SEO Impact of Robots.txt

Frequently Asked Questions

What is a robots.txt file and how does it work?
A robots.txt file is a plain text file in your website's root directory that tells search engine crawlers which URLs they can or cannot access. It uses the Robots Exclusion Protocol with directives like User-agent, Allow, Disallow, and Sitemap. Crawlers read this file before accessing your site and respect the rules specified for their user-agent.
What are the common robots.txt directives?
Common directives include: User-agent (specifies which crawler the rules apply to), Disallow (blocks access to specific paths), Allow (permits access to specific paths within a blocked directory), Sitemap (provides XML sitemap location), Crawl-delay (requests delay between requests), and Host (specifies preferred domain). Each directive appears on its own line.
How do I block all crawlers from my site?
To block all crawlers, use: User-agent: * followed by Disallow: /. This tells all crawlers they cannot access any part of your site. However, note that robots.txt is not a security mechanism - determined crawlers can ignore it, and blocked pages may still appear in search results if linked from other sites.

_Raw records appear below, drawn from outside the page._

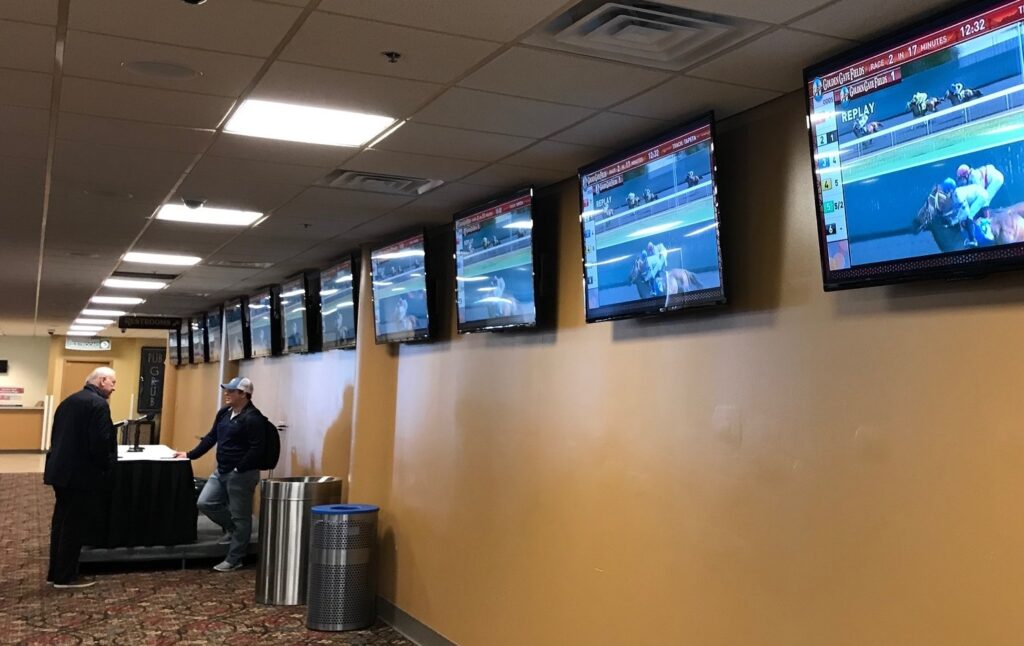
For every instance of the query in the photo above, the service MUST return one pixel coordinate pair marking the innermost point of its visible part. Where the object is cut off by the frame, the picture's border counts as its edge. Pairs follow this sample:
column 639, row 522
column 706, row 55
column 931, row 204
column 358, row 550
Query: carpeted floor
column 142, row 605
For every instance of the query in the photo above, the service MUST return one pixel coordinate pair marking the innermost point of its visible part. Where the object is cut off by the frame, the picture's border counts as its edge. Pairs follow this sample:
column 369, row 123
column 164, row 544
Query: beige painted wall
column 801, row 468
column 28, row 363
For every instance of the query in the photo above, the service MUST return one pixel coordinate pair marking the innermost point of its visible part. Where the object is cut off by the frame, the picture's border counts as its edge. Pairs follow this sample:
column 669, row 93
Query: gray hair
column 98, row 374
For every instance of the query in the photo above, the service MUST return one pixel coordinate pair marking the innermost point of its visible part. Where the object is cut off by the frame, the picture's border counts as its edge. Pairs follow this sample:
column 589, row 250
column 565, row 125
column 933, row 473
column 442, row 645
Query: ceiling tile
column 684, row 97
column 237, row 192
column 99, row 56
column 347, row 43
column 467, row 144
column 556, row 156
column 109, row 166
column 180, row 238
column 565, row 79
column 138, row 103
column 216, row 26
column 98, row 130
column 611, row 130
column 410, row 165
column 25, row 46
column 29, row 89
column 494, row 20
column 776, row 12
column 460, row 108
column 44, row 11
column 316, row 204
column 343, row 90
column 240, row 146
column 774, row 61
column 859, row 18
column 505, row 176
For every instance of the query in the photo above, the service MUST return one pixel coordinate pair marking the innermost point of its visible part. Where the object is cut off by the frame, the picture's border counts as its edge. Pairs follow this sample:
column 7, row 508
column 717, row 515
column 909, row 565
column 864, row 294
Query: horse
column 936, row 217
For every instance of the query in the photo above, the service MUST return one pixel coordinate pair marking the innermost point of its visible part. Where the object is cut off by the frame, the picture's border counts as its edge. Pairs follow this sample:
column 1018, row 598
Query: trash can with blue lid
column 342, row 578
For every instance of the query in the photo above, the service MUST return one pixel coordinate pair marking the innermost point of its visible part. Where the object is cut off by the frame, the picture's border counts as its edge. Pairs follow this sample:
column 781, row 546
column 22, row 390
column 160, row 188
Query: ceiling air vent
column 664, row 35
column 378, row 182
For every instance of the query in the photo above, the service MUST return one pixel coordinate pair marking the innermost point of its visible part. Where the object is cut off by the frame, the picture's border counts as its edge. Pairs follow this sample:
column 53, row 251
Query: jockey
column 988, row 177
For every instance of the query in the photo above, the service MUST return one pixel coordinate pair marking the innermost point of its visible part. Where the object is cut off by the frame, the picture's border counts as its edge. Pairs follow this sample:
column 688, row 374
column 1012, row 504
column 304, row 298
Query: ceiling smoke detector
column 665, row 35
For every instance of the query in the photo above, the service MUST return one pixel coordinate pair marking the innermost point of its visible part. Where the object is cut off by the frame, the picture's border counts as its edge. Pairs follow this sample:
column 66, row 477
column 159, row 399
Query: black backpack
column 271, row 445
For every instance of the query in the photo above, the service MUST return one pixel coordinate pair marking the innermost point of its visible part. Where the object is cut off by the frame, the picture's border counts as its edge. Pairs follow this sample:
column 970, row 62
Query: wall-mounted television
column 494, row 261
column 650, row 226
column 260, row 324
column 237, row 344
column 916, row 144
column 401, row 310
column 197, row 327
column 174, row 346
column 338, row 304
column 213, row 335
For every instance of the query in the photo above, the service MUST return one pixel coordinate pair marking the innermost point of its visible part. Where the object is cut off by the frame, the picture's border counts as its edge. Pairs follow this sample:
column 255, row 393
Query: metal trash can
column 342, row 567
column 284, row 534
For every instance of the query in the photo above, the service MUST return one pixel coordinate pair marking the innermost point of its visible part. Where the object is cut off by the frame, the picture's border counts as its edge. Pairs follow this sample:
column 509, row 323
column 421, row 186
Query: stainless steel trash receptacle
column 284, row 534
column 342, row 567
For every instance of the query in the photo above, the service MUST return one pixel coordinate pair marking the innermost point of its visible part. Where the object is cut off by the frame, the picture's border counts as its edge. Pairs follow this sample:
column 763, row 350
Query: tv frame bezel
column 890, row 39
column 465, row 213
column 427, row 288
column 677, row 130
column 353, row 264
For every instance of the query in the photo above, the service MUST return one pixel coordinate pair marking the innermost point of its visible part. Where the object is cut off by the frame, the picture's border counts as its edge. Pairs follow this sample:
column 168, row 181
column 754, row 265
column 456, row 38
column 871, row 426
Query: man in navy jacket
column 82, row 454
column 227, row 498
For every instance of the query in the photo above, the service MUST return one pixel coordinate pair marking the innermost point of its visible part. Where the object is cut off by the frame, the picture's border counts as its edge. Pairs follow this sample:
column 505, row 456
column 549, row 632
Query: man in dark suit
column 83, row 450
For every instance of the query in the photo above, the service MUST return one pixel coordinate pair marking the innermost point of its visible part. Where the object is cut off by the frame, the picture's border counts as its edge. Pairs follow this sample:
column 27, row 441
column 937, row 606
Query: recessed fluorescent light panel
column 118, row 300
column 207, row 215
column 103, row 312
column 305, row 124
column 161, row 259
column 130, row 284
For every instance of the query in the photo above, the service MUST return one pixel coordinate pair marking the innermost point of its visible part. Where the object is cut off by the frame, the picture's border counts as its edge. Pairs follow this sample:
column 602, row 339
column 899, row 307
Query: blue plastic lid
column 345, row 509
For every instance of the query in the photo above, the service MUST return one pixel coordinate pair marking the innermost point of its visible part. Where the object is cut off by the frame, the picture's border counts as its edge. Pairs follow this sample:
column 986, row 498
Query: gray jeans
column 227, row 501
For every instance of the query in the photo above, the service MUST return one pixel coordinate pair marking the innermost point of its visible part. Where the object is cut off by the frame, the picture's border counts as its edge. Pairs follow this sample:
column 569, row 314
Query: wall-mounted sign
column 10, row 396
column 148, row 323
column 151, row 377
column 87, row 344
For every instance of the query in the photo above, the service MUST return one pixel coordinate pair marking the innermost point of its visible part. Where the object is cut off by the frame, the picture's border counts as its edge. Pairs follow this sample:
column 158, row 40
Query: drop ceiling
column 91, row 147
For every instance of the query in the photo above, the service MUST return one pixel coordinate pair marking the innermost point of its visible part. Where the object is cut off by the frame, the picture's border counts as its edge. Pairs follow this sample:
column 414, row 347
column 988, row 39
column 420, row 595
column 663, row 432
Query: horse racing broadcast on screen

How do I allow all crawlers to access my site?
To allow all crawlers full access, use: User-agent: * followed by Disallow: (empty). An empty Disallow directive means nothing is blocked. Alternatively, you can omit the Disallow line entirely. You can also add Sitemap: https://example.com/sitemap.xml to help crawlers find your content.
Does robots.txt prevent pages from appearing in Google?
No, robots.txt only prevents crawling, not indexing. If a blocked page is linked from other websites, Google may still index its URL without content. To prevent indexing, use noindex meta tags or password protection. For sensitive data, use server-side authentication. Robots.txt is a request, not a security measure.
What is the difference between Allow and Disallow?
Disallow blocks crawlers from accessing specified paths. Allow permits access to specific paths that would otherwise be blocked by a broader Disallow rule. For example, Disallow: /admin/ blocks the entire admin folder, but Allow: /admin/public/ permits access to the public subfolder within admin.